A second life: The poetry of Iraqi-American Dunya Mikhail
We recorded a unique event last month. The Elliott Bay Company’s Rick Simonson had been trying to get the Iraqi-American writer Dunya Mikhail to come for a reading for over a decade. The moment finally materialized.
To start, Mikhail read from her poems in Arabic, with Washington State Poet Laureate Claudia Castro Luna reading the English translations. The substance of the poems and the music of their joint reading made for absorbing listening.
Mikhail is the author of three volumes of poetry: “The War Works Hard,” “Diary of a Wave Outside the Sea” and “The Iraqi Nights.” Her most recent work is “The Beekeeper: Rescuing the Stolen Women of Iraq.” In it, she interviews women who escaped capture and enslavement by Daesh (ISIS).
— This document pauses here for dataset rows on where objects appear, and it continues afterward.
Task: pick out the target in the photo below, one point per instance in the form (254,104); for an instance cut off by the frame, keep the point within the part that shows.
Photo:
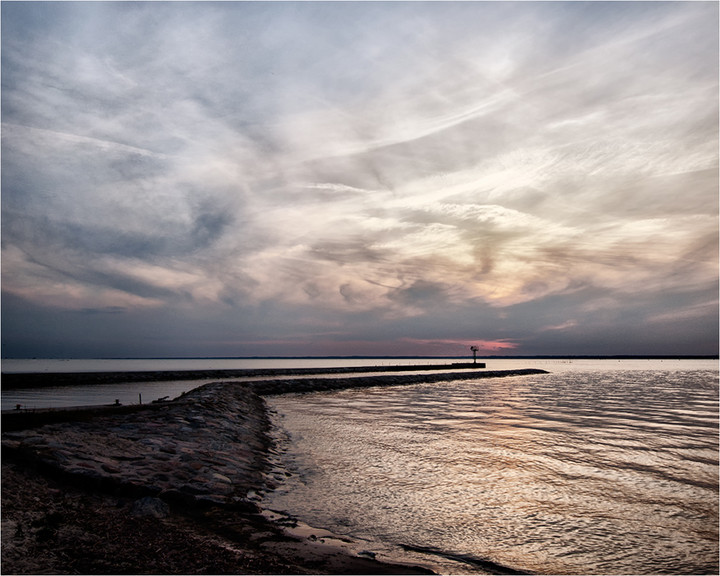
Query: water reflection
(559,473)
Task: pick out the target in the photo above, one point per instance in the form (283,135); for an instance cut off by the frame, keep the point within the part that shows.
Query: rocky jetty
(190,470)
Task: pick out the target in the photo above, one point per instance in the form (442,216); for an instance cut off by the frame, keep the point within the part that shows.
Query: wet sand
(168,489)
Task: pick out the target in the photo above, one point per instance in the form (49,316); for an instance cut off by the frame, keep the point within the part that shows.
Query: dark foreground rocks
(171,489)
In an NPR interview, Mikhail said, “I still believe that poetry is not medicine — it’s an X-ray. It helps you see the wound and understand it. We all feel alienated because of this continuous violence in the world. We feel alone, but we feel also together. So we resort to poetry as a possibility for survival. However, to say I survived is not so final as to say, for example, I’m alive. We wake up to find that the war survived with us.”
These readings took place at The Elliott Bay Book Company on August 6. KUOW’s Jennie Cecil Moore recorded the event.